Pelaksanaan Tes Kemampuan Akademik (TKA) 2025 telah selesai digelar di Madrasah Aliyah (MA) Al-Tsaqafah. Bagi para santri kelas 12, ujian ini menjadi puncak dari persiapan panjang yang sudah mereka lalui. Salah satu santri, Silvya Amjad Zahirah, mengaku soal yang dihadapinya terbilang sulit. Namun, hal tersebut sesuai dengan ekspektasinya.
Amjad menuturkan bahwa persiapan yang diberikan Al-Tsaqafah selama berbulan-bulan menjadi kunci utama yang sangat membantunya dalam menghadapi TKA.
“Persiapan yang saya lakukan pastinya belajar di kelas, dengerin guru, dan ngerjain soal-soal yang ada di buku TKA yang udah disiapin pondok,” ungkapnya. “Selain itu, saya juga ngerangkum beberapa materi. Kalau MTK sama Fisika itu, kayak, nginget-nginget rumus.”
Saat ditanya mengenai pengalaman mengerjakan soal, Amjad merasa tingkat kesulitan soal TKA tidak mengejutkan. Menurutnya, soal-soal latihan yang diberikan guru-guru Al-Tsaqafah memiliki standar yang setara.

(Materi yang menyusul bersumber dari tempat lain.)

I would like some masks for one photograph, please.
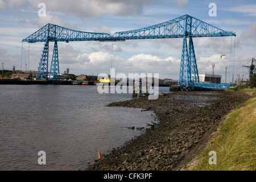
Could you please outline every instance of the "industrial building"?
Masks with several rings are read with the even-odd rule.
[[[221,84],[221,75],[212,74],[199,74],[199,81],[204,83]]]

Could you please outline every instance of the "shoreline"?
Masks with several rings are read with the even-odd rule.
[[[160,94],[156,100],[141,97],[112,103],[107,106],[152,111],[159,122],[86,170],[181,170],[204,148],[220,119],[250,98],[234,91],[177,92]]]

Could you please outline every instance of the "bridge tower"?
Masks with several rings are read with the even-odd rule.
[[[48,59],[49,56],[49,40],[47,40],[44,44],[42,57],[40,60],[39,67],[36,73],[37,78],[46,78],[48,80]]]
[[[59,80],[60,69],[59,68],[58,46],[57,41],[55,42],[53,52],[52,53],[52,63],[49,74],[49,80]]]
[[[182,88],[191,88],[193,87],[194,83],[199,82],[199,76],[192,38],[189,37],[188,49],[187,38],[186,36],[184,36],[179,75],[179,85]]]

“Kita ngerjain latihan soal dari guru itu susah, tapi ternyata pas ngerjain di TKA juga susah. Jadi sesuai ekspektasi,” jelasnya. “Karena udah biasa dikasih yang susah, kita jadi tahu gimana caranya ngejawab, gimana caranya ngerjain.”
Meski demikian, Amjad tetap mengakui ada beberapa mata pelajaran yang dianggapnya sangat menantang.
“Jujur, matematika sama biologi itu yang paling nantang,” katanya sambil tertawa.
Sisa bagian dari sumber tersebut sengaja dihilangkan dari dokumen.